Me atrae compulsivamente la gente inteligente, sea buena persona o no.
Me habían seleccionado, en un proceso formativo dentro de la empresa, para acudir a una conferencia de nuestro presidente, Carlos Ghosn, a la que sólo íbamos a asistir diez personas.
Ese mismo señor que fue apresado en Japón por delito fiscal, apropiación indebida y desvío de capitales, traicionando la confianza de todos los que habíamos crecido profesionalmente bajo su liderazgo, nos iba a hablar durante una hora.
Entró en esa sala enmoquetada como imagino que entraban los príncipes en las audiencias de sus castillos medievales, con la cabeza erguida y sin mirar a sus cortesanos.

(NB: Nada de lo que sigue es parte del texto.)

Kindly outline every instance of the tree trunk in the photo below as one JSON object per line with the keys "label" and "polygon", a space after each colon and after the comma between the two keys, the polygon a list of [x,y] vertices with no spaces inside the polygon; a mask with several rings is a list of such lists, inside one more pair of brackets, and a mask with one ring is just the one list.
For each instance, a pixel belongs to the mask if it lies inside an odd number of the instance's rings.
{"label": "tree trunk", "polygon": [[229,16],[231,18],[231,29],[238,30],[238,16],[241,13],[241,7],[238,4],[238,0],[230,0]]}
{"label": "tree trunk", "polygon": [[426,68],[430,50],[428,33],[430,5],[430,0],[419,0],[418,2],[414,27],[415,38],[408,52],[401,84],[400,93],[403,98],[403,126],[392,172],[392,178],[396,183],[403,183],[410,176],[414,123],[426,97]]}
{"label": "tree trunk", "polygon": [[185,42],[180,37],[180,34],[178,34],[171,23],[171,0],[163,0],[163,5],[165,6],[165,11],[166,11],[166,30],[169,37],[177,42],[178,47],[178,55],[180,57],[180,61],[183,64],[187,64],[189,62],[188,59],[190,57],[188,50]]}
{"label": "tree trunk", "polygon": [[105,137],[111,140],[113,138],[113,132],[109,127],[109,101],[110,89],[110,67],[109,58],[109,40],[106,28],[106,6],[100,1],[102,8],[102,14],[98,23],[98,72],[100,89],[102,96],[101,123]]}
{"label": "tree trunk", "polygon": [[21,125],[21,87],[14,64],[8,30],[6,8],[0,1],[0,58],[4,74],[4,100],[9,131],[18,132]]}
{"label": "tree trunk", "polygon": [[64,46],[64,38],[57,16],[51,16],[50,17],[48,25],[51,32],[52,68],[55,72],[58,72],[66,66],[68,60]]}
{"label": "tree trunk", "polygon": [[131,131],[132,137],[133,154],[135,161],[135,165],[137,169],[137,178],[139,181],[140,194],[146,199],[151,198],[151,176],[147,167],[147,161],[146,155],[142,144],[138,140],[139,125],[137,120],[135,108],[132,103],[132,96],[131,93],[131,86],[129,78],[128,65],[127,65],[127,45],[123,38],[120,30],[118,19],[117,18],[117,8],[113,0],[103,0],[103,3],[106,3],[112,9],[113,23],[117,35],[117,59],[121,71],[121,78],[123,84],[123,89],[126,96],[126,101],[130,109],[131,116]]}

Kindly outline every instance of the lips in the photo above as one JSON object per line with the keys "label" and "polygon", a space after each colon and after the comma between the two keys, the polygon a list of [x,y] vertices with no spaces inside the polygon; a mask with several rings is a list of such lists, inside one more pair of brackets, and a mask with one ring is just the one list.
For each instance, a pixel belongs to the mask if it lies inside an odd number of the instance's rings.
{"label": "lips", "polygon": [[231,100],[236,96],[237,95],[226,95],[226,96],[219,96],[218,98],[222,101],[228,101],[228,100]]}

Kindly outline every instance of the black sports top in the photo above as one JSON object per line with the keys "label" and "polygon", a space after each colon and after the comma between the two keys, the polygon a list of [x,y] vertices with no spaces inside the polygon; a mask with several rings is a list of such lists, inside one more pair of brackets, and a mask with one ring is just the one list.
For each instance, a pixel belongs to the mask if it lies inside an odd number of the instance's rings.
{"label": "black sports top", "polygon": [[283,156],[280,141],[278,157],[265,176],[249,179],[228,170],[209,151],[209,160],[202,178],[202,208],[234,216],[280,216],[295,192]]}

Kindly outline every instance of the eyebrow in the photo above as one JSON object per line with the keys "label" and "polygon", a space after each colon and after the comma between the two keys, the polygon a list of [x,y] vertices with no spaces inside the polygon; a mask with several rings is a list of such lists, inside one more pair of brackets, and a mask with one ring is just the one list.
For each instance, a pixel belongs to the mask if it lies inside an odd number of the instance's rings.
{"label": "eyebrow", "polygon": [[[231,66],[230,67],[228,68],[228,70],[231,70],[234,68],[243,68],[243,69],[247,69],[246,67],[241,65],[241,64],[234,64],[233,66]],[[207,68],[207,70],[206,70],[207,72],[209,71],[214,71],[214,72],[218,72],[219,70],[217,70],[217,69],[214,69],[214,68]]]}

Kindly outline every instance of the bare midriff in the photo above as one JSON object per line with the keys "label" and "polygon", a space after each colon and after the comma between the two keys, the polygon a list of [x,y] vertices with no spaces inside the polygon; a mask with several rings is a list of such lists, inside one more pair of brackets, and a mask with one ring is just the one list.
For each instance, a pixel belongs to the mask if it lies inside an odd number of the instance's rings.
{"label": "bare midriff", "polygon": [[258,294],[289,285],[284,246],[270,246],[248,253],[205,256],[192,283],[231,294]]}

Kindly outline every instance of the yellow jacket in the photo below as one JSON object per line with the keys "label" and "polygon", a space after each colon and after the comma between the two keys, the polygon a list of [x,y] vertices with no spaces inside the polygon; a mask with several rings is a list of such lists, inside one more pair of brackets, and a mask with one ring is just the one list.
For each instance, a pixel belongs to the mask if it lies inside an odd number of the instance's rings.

Empezó a hablar de forma pausada, con su voz grave, y encadenó una tras otra frases de calado, propósitos de vida, visiones de futuro, en una suerte de mezcla improvisada de lo íntimo con lo industrial, del devenir del hombre frente a la naturaleza, de nuestro papel en el mundo.
Yo sentía algo parecido al síndrome de Stendhal, pero con la belleza de sus argumentos, con su capacidad para embelesarnos, de paralizar el mundo y hacernos creer importantes. Había en su discurso un componente no muy alejado al erotismo, todo un ramalazo de seducción.
La decepción fue enorme el día que lo arrestaron, pero me reconozco rehén de quien sabe hilvanar tan bien las palabras.
Alguien sumamente inteligente me vuelve loco.